Justo Serna tiene razón. Leer a Muñoz Molina refuerza las posturas antideterministas que limpian y ventilan los círculos historiográficos, que llenan de biografías y de relatos interesantes las colecciones de historia. Deslumbrado por este descubrimiento, Serna desprecia otras virtudes que puedan tener las novelas de Muñoz Molina para el perfeccionamiento del oficio de historiar. Explícitamente, rechaza que esas narraciones guarden un parecido relevante con la época que tratan o en la que están escritas, esa cualidad mimética que ha conducido a muchos investigadores a emplear como fuente la literatura, sobre todo la llamada realista. Piénsese en los estudios, seguramente demasiado ingenuos, sobre Galdós y la sociedad española del siglo XIX o sobre Baroja y los bajos fondos madrileños a comienzos del XX. Pero aquí, tal vez, Serna se excede en sus tajantes conclusiones, que incluyen un tirón de orejas a Raymond Carr por haber pedido que le recomendasen a un novelista que retratara bien su tiempo.
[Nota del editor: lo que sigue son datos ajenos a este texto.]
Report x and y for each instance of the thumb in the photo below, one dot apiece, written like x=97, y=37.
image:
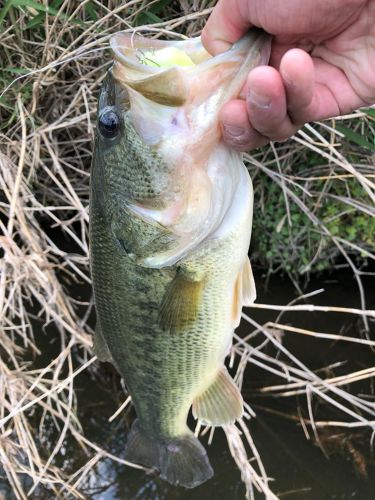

No sería un disparate aconsejar, a quien quiera emprender una pesquisa sobre la transición española a la democracia, que repase los personajes de la extrema izquierda que asoman en algunas de estas páginas o que calibre el peso que tenía la memoria de la guerra civil y de sus consecuencias inmediatas en los medios provincianos que describe el escritor de Úbeda. Y desde luego, la historia social, política e intelectual de la España reciente deberá contar con Muñoz Molina. Porque el historiador se acerca a la literatura con intenciones dispares, para pulir su estilo o para asimilar maneras de afrontar y desenvolver un relato a partir de materiales diversos, pero también para captar retazos de un ambiente, para atisbar las ideas, actitudes y valores que moldeaban determinados comportamientos, para buscar detalles significativos de los escenarios en que tuvo lugar la historia que le incumbe. Todo esto forma parte también de la imaginación histórica, de esa que tan acertadamente –Ginzburg mediante—nos pondera Serna y nos ayuda a edificar Muñoz Molina.